Plus d’infos sur le nouveau format de compétition sous www.football.ch.

Remerciements

L’équipe de projet remercie les experts Marco Bernet et Adrian Elvedi pour l’échange et le soutien constants tout au long du projet et pour l’évaluation des données vidéo. Les remerciements s’adressent également aux fonctionnaires, aux entraîneurs et aux joueuses et joueurs du groupe d’intervention des associations régionales de football «Mittelland» et «Berne/Jura» pour leur participation au projet «play more football».

play more «any sport»

Avec son format de compétition combiné, le projet «play more football» peut être appliqué à d’autres sports d’équipe. Au unihockey, par exemple, les enfants commencent à 4 contre 4 (gardien inclus) sur de petits terrains.

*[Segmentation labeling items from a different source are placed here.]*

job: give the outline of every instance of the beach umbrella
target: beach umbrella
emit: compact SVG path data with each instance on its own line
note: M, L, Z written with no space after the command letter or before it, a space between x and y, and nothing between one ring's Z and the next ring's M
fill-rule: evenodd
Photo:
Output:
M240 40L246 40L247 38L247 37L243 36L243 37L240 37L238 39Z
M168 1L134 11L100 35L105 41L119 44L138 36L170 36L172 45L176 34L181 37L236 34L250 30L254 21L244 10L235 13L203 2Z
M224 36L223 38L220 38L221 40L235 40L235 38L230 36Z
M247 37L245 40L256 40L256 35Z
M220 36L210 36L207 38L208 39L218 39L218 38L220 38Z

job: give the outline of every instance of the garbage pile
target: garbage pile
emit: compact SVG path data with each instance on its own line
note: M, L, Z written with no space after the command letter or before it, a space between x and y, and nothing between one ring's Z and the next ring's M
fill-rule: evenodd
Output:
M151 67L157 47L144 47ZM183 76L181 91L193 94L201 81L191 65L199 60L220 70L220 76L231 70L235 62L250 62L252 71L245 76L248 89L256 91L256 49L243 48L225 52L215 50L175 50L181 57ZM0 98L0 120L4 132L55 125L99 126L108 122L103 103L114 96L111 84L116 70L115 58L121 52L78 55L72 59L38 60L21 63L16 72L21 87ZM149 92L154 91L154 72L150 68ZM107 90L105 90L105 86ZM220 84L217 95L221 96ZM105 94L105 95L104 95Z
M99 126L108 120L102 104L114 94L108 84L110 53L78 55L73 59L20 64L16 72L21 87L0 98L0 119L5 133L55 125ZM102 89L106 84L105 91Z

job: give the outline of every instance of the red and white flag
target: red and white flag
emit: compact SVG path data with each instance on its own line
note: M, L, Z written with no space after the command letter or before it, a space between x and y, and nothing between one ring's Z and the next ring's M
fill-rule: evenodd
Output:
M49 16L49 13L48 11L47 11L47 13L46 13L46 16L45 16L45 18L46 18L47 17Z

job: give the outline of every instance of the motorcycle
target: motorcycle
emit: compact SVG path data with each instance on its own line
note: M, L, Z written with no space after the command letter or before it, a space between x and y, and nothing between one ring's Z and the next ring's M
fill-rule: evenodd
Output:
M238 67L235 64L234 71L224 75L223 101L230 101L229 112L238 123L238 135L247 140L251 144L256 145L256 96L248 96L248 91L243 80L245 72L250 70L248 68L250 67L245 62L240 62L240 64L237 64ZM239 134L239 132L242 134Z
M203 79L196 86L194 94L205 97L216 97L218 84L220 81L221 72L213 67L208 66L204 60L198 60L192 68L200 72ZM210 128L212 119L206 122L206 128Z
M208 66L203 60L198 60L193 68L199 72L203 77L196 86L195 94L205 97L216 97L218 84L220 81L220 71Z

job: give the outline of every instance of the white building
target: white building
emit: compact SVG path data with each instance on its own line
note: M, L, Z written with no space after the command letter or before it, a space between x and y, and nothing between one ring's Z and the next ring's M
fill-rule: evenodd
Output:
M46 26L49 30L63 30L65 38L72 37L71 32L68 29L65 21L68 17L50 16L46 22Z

Le passage au grand terrain (6 contre 6, gardien inclus) représente un défi de taille pour de nombreux joueurs: les distances entre les joueurs (coéquipiers et adversaires) et le chemin à parcourir jusqu’au but adverse sont plus grands.

Conséquence: la tactique passe au premier plan et la technique doit être appliquée de manière différenciée (pour les passes ou les tirs). En permettant d’expérimenter plus tôt le jeu sur grand terrain parallèlement à celui sur terrain réduit, on faciliterait cette délicate transition. Les enfants recevraient ainsi une formation complète dès leur plus jeune âge et seraient plus flexibles. Ils prendraient part à un plus grande nombre d’actions de jeu et de duels sur le petit terrain, et ils développeraient la coopération tactique et le positionnement spécifique sur le grand terrain.